You get NaN because the binning has left some bin empty and x * log(2, x)
for x = 0.0 results in 0.0 * -Inf which is NaN. You can avoid this
particular problem by replacing x * log(2,x) with something that special
cases x = 0.0 to return 0.0 rather than NaN.

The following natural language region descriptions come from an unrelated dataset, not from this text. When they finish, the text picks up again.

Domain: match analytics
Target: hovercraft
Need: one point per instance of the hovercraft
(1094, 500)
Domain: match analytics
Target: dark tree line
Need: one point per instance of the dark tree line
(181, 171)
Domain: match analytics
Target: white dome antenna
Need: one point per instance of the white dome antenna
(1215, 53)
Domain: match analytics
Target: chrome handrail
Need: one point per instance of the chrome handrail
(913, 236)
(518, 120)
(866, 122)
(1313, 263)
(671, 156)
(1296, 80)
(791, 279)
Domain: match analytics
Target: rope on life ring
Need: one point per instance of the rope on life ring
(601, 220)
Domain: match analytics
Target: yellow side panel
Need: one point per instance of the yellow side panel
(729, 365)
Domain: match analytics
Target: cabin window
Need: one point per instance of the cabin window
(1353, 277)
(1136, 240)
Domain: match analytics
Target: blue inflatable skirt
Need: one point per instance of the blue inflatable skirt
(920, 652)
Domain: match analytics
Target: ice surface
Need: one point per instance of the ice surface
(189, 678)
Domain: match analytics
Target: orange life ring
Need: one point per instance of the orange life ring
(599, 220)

Note that the result you get from this operation will depend on the number
of bins and will typically be different from the result of your first
approach.
Den fredagen den 5:e september 2014 kl. 09:16:18 UTC+2 skrev paul analyst:
>
> THX, work but:
> julia> t=h5read("FMLo2_z_reversem.h5","FMLo2",(:,1));
>
> julia> eltype(t)
> Float64
>
> julia> t
> 5932868x1 Array{Float64,2}:
> 0.0181719
> 0.303473
> -0.526979
> ?
> -0.526979
> 0.912295
> -0.0281875
>
> julia> entropy(t)
> NaN
>
> julia> entropy(vec(t))
> NaN
> Why ?
> julia> s
>
> 1000000-element Array{Float64,1}:
> 0.737228
> 0.162308
> 0.688503
> 0.108727
> 0.40552
> 0.654883
> 0.618194
> 0.137147
> 0.934373
> 0.077236
> ?
> 0.413675
> 0.463914
> 0.504321
> 0.976408
> 0.998662
> 0.343927
> 0.477739
> 0.660533
> 0.918326
> 0.579264
>
> julia> entropy(s)
> 13.280438296634793
>
>
> julia>
>
> julia> entropy(t[:,1])
> NaN
>
> ???
> Paul
>
>
> W dniu 2014-09-05 07:34, David P. Sanders pisze:
>
>
>
> El jueves, 4 de septiembre de 2014 23:42:20 UTC-5, paul analyst escribió:
>>
>> julia> entropy(s)=-sum(x->x*log(2,x), [count(x->x==c,s)/length(s) for c
>> in unique(s)]);
>>
>> julia> s=rand(10^3);
>>
>> julia> @time entropy(s)
>> elapsed time: 0.167097546 seconds (20255140 bytes allocated)
>> 9.965784284662059
>>
>> julia> s=rand(10^4);
>>
>> julia> @time entropy(s)
>> elapsed time: 3.62008077 seconds (1602061320 bytes allocated, 21.81% gc
>> time)
>> 13.287712379549843
>>
>> julia> s=rand(10^5);
>>
>> julia> @time entropy(s)
>> elapsed time: 366.181311932 seconds (160021245832 bytes allocated, 21.89%
>> gc time)
>> 16.609640474434073
>>
>>
> You can see from these last two that the time is multiplied by 100 when
> the length of the vector is multiplied by 10, i.e. your method has O(n^2)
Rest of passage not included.